Teenage Wanderlust
I haven’t always wanted to travel. Football and music were my first obsessions. I can trace the addition of wanderlust to one particular weekend.
I spent my teenage years in a small commuter town, where three quarters of the population took the morning train to the City, leaving a shell of a place.
The dullness proved too much for some and several friends of mine ran away from home. To this day, I don’t know why they picked Swanage, but there they stayed. I went to visit a few months shy of my seventeenth birthday.
To a kid in denim jacket and a Smiths t-shirt, this was freedom. Over the weekend, I got drunk on cider, stoned on weed and fell in love with a runaway from Motherwell.
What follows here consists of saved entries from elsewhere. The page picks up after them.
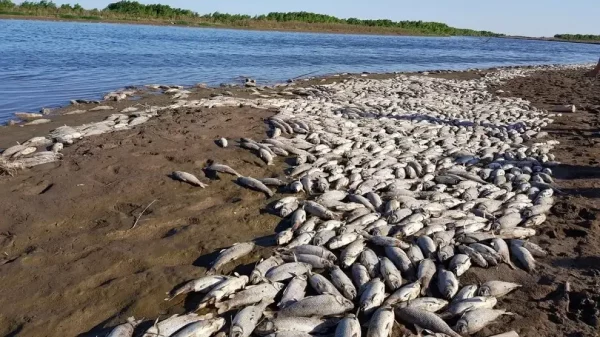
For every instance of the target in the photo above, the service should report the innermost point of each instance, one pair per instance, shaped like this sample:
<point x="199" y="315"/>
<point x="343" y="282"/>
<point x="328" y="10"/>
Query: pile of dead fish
<point x="400" y="187"/>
She was rebellious and beautiful. A free spirit like none I’d known. She was in some sort of trouble and had to leave town. I remember accompanying her on a desperate journey to catch a National Express to London. The ferry from Studland delayed us and the connection was missed. She simply looked at the departure board and booked a seat to another city.
This was about the time I clicked into a different person. I was stranded and due in work at 9am the following morning (at the Bank of England!). I phoned my parents (livid), then a work colleague to explain my absence (amused) and spent a further day in this unregulated new world.
It was a weekend of instant nostalgia, where the furious reaction of my parents was something I didn’t fear and barely acknowledged. I was grounded for a while. No problem, I wanted to spend some time reliving the weekend. My little runaway ranaway again but the others returned from Swanage and joined the commuter stream. Swanage was their last adventure and it was my first.